Southwest Airlines remains one of the most remarkable success stories in American business over the past quarter century. After its first year as a start-up, Southwest has been profitable for 39 consecutive years. It has consistently ranked high in Fortune Magazine’s “100 Best Companies to Work For in America.” Part of its success can be attributed to smart operational principles: flying only one type of aircraft so that training and service are one-size-fits all for standardized jets; choosing smaller airports to avoid disruptions by other airlines; and eliminating non-essentials like meals and seat assignments.
Yet the core of its success also lies in how well it treats its employees, communities and the planet itself. It serves its employees as it wants them to serve customers: with respect, friendliness, and a concern for their welfare. It cares about the communities it serves and takes steps to preserve the environment in the way it handles materials and processes. In other words it wants to inspire loyalty at all levels: from employees and customers, as well as anyone else affected by its operations.
What’s most interesting to me is that Southwest has given its employees an ownership stake in the company itself. Employee Stock Ownership Plans have been a fixture in business for many years, and they have both supporters and detractors. I’m a wholehearted supporter. It’s common sense that if your own skin is in the game, you’ll play harder to make the whole team win. And beyond that, you’ll be injecting more money back into the economy as a whole, for the benefit of the country, the largest stakeholder of all. Our economy now is top-heavy: the stock market has been booming again, so the ownership class has gotten even wealthier, yet the middle class is comparatively stagnant. Employee ownership is one vital way to redistribute corporate profits back into the hands of people who will put that money to work immediately though savings and spending, supporting small business and investment in new ventures vital to job growth.
At any given time, Southwest employees own as much as 15 percent of the company.Colleen Barrett, president emeritus and company co-founder along with Herb Kelleher, says, “Employees feel like owners because they are owners. We’ve had flight attendants and mechanics leave Southwest as millionaires. We treat them like family.” As soon as the company became profitable, in 1973, it began profit-sharing. This wasn’t a response to discontent or the threat of unionization. In fact, the company is almost entirely unionized–but labor-management relations are understandably ideal. Profit sharing was simply an inevitable result of enlightened leadership that actually cares about its people as human beings rather than simply workers.

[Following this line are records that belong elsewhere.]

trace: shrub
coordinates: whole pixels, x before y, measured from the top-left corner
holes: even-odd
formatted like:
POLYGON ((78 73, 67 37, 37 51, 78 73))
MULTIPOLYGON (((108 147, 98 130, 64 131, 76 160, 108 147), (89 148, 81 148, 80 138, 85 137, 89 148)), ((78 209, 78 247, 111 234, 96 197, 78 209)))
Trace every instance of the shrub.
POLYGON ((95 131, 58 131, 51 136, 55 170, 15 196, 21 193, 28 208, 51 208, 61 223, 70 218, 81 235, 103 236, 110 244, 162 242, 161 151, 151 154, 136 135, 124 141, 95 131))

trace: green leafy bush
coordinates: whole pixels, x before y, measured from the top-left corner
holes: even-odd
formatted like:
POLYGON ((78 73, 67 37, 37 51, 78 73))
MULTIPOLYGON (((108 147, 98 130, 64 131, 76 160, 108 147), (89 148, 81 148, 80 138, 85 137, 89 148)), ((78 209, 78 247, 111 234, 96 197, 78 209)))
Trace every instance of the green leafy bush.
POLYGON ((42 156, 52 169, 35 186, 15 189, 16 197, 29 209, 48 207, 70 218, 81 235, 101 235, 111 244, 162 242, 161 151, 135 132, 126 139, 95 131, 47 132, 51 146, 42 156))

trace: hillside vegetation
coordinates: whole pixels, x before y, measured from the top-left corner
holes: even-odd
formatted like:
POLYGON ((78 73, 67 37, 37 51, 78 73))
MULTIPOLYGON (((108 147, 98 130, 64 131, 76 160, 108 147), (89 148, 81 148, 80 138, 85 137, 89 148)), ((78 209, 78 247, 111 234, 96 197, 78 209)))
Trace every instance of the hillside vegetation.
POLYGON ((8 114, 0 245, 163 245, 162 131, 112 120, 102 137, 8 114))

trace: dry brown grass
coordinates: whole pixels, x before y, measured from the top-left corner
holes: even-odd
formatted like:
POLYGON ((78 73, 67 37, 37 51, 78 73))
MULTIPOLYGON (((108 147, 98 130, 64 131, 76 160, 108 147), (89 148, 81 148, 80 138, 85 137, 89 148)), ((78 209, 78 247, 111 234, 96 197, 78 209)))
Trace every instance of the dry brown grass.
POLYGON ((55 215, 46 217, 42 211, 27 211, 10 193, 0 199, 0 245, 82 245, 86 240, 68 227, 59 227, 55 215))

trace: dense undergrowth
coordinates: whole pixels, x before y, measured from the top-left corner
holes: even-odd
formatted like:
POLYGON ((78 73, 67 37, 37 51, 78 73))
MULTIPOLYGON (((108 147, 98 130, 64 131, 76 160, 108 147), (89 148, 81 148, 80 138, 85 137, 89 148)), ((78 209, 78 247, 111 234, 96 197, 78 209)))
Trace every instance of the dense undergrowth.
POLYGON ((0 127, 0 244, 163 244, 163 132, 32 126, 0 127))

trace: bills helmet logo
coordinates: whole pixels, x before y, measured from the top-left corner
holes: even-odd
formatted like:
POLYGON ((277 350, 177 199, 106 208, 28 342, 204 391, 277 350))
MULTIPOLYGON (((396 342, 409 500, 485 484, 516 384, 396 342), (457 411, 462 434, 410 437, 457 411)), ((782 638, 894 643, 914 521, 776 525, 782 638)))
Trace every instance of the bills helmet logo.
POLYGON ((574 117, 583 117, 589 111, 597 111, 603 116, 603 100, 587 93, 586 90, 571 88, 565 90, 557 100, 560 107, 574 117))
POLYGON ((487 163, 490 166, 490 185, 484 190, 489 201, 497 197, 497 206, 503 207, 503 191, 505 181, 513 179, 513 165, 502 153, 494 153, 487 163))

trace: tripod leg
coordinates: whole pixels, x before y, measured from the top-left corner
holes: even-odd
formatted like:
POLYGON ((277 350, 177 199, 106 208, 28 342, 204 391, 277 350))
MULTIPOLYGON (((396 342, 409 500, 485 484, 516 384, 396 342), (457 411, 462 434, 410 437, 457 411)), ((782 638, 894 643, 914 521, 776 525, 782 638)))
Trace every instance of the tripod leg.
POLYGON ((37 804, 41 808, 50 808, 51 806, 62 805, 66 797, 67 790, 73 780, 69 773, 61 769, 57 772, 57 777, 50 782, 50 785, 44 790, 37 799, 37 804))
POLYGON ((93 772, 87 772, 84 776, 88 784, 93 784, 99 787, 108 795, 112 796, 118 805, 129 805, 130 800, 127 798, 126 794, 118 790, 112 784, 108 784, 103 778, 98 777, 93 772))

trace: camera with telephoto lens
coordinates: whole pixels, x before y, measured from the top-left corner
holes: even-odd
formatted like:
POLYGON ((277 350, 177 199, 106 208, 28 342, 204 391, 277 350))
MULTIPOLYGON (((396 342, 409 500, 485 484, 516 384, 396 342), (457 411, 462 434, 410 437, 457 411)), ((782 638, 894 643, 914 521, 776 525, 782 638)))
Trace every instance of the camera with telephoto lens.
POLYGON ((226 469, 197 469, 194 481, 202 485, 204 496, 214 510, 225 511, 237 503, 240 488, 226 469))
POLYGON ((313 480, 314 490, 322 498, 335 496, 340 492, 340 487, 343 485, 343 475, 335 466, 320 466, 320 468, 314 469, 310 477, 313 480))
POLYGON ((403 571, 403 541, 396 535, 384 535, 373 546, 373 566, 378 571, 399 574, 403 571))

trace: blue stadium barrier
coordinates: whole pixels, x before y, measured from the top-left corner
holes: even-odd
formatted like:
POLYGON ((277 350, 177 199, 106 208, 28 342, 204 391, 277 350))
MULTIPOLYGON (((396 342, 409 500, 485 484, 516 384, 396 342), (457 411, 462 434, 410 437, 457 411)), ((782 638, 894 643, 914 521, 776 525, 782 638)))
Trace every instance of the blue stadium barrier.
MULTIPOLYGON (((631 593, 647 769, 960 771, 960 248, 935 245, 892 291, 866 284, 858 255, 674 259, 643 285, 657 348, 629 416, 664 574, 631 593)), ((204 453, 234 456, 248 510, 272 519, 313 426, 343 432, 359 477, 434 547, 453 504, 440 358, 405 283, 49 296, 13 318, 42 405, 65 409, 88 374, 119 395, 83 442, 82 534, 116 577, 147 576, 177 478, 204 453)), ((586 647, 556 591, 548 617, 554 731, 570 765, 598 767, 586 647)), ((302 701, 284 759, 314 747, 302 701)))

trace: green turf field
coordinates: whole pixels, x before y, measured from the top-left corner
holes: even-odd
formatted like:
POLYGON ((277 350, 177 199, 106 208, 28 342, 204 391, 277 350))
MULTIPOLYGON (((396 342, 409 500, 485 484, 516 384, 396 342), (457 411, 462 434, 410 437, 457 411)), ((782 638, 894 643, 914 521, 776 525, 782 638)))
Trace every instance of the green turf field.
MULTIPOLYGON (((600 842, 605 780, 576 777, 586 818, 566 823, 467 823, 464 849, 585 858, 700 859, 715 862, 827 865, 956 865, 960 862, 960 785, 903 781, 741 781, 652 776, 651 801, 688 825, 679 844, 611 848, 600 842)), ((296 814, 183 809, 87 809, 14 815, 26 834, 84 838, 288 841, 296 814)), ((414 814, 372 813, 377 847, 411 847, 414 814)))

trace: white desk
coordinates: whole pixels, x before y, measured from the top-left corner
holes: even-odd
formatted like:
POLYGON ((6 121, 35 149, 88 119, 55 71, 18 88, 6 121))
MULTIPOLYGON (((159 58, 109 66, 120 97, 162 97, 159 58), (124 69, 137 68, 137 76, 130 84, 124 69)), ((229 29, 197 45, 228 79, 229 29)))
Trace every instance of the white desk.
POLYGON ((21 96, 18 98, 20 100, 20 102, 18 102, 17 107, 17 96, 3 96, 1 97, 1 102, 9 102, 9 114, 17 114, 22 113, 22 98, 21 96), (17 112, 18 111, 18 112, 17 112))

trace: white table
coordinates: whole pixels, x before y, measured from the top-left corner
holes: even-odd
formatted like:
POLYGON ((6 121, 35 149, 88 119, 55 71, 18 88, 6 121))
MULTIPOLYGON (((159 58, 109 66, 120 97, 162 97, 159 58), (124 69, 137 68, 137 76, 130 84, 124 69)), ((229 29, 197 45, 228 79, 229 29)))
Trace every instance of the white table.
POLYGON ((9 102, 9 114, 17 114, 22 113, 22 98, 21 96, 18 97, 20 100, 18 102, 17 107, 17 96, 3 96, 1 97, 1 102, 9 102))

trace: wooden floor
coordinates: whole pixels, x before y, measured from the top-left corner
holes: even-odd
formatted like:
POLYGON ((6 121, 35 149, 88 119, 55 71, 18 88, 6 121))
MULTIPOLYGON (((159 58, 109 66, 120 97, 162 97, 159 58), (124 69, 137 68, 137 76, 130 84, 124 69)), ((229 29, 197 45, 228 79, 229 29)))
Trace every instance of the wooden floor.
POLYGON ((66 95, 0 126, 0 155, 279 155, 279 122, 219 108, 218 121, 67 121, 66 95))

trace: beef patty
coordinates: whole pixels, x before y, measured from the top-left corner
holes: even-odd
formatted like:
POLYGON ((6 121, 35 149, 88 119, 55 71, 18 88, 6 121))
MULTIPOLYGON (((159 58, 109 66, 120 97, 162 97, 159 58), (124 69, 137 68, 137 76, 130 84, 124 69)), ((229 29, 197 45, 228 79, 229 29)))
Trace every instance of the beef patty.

In order to understand how Southwest’s management principles could be a bellwether of one powerful initiative to narrow the income gap in this country: a story in the New York Times from 2006. In it, a man who collects boarding passes–now a millionaire on the strength of his company stock–is still working for Southwest, having boarded the company when it was founded in the early 70s. He doesn’t need the income, so why’s he staying in his seat? He loves the company and wants to be a part of whatever happens next.
In the article, Deborah Stembridge says, “My friends who left early at Southwest regret it so much.” She began as a flight attendant just as the company was starting up.
What company wouldn’t want to have this kind of loyalty from workers who want to stick around even though they’re independently wealthy–thanks to the company’s willingness to share its success with them?
One of the core principles I learned in running a multi-national corporation was to put employees first, with customers coming second as a priority for top leadership: not something you hear expressed every day, for fear of alienating customers. Nobody but Avis wants to be considered second in any pecking order, right? Yet the same principle is there in the Southwest management philosophy: because by putting employees first, they will do the same for customers. You get your cake and a chance to eat it too: employees and customers both end up on top.
As Barrett sums it up: “First and foremost, everyone practices the Golden Rule. If you know the Golden Rule, you don’t really need to know our mission.”
Southwest and a quite a few of other companies care about all their stakeholders. In business today, shareholder maximization skews unreasonably to a privileged few. It’s not only morally perverse; it also robs the business of its greater potential and contributes to income inequity. Southwest has broadened its ownership to channel the rewards of success to everyone who has helped make it happen. In the months ahead, in this column, I will explore and pursue both the classic focus on short-term shareholder value maximization and compensation systems, like the one at Southwest Airlines, that reward everyone the company depends upon.